Tropicana Corp Bhd's RM1.5 billion Islamic Medium-Term Notes (IMTN) Programme (Sukuk Wakalah) and RM2 billion Perpetual Sukuk programme ratings outlook remain negative, MARC Ratings said.

The rating agency has downgraded the IMTN and Sukuk Wakalah to AIS and A-IS from A+IS and AIS respectively.

MARC said that the rating decision reflects Tropicana's sustained poor financial performance and slower-than-expected asset disposals, which would have eased it's tightening cash situation relative to its near-term financial obligations.

In contrast, the ratings could be downgraded if the company's financial status continues to deteriorate, particularly its liquidity position to meet impending financial commitments, it said in a statement.

"The negative outlook highlights the lingering uncertainties on the timely conclusion of asset sales and/or refinancing initiatives to strengthen the balance sheet, and concerns on group financial performance achieving a meaningful turnaround given the still challenging outlook for the domestic property industry," it said.

The outstanding amounts under the Sukuk Wakalah and Perpetual Sukuk programme currently stand at RM1.5 billion and RM648 million, it said.

Tropicana's financial performance has been affected by weak property sentiments, which have been exacerbated by high construction material prices and interest costs, according to MARC.

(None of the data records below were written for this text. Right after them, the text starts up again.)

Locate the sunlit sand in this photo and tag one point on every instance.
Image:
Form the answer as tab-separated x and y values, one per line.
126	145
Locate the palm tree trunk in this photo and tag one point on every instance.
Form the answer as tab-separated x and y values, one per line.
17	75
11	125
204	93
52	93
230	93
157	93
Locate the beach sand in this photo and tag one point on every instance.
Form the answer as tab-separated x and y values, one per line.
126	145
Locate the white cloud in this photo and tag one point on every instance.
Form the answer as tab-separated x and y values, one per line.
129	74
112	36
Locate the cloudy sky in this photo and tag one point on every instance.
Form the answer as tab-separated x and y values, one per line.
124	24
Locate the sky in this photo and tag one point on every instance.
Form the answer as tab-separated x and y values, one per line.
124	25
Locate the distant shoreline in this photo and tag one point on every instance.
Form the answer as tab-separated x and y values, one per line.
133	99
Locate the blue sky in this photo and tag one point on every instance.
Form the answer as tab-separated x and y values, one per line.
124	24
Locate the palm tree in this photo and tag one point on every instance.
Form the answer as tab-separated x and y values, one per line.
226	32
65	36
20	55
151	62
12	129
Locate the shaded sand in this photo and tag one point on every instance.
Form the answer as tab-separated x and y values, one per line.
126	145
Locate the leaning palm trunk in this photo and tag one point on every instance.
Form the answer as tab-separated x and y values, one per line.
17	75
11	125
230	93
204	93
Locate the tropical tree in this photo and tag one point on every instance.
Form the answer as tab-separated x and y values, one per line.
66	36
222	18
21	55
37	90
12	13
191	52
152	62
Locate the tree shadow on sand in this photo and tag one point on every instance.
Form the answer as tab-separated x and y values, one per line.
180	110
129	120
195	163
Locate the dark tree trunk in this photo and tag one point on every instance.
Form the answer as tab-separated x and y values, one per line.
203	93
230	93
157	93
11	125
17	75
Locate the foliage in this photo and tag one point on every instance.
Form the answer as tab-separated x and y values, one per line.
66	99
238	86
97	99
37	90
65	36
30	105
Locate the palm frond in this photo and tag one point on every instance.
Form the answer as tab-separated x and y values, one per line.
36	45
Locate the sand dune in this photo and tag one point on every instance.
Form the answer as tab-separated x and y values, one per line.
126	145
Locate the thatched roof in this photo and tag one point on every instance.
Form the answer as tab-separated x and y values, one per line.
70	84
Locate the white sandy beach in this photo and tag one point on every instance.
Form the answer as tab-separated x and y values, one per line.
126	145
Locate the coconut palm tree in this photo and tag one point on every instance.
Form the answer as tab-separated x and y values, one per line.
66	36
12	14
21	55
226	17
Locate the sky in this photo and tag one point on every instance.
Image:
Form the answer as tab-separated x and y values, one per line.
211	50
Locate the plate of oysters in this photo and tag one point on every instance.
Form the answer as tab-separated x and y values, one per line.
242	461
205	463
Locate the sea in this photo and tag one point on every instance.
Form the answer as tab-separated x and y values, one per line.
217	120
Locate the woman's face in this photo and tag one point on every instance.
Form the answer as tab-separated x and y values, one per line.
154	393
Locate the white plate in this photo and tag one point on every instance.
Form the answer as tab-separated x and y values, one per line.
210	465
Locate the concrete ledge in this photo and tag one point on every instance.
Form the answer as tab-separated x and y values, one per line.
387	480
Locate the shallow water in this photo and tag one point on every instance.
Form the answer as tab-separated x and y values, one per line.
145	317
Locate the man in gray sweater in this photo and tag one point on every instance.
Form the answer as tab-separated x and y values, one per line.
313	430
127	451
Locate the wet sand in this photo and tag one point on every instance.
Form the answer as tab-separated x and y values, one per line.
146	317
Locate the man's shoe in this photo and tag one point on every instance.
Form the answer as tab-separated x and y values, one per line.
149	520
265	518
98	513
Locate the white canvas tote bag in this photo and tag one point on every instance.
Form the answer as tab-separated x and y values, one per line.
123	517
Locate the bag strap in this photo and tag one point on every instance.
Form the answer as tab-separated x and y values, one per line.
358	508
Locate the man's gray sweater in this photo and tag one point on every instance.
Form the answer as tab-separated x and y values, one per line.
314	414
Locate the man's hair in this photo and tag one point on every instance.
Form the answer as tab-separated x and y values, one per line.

The company's adjusted pre-tax loss for 2022 increased to RM102.3 million from negative RM74.2 million the previous year, despite a one-time RM298.6 million loss reserve from land parcel disposals.

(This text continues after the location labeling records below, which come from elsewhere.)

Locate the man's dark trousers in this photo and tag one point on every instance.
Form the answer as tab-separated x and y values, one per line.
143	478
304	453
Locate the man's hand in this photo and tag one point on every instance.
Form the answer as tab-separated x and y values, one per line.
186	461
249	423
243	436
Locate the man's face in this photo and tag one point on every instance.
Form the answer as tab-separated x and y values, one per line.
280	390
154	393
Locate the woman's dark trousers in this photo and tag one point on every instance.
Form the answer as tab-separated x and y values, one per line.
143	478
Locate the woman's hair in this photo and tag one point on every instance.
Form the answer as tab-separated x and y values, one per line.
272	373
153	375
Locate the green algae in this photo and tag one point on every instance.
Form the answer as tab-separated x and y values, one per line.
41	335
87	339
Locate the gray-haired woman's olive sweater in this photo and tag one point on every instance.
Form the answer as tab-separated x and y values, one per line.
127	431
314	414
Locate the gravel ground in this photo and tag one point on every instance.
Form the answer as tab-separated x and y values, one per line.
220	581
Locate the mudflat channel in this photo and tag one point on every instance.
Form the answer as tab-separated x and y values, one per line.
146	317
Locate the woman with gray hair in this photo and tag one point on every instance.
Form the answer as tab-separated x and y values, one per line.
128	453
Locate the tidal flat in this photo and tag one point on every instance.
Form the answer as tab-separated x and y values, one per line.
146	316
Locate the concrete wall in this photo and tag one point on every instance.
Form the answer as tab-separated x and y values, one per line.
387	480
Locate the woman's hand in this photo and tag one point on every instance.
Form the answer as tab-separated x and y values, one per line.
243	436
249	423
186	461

Borrowings have remained high at RM4.43 billion (including Perpetual Sukuk), with term borrowings of RM428 million and rated IMTNs of RM645 million maturing by the end of 2023.

MARC said that the outlook will be raised to stable only when the ongoing deleveraging activities are completed and the company achieves long-term financial performance improvement.

Its rating concerns are mitigated by Tropicana's track record in the local property business and profits visibility from its unbilled sales of about RM2 billion.

"As at end-2022, ongoing developments carry a combined gross development value (GDV) of RM4.8 billion, mainly in the Klang Valley, with the overall average take-up rate standing at around 60 per cent. It has planned launches worth around RM3 billion GDV over the near term. We also note the completed inventory level declined to RM195 million as at end-2022 (end-2021: RM275 million) through concerted sales initiatives," said MARC.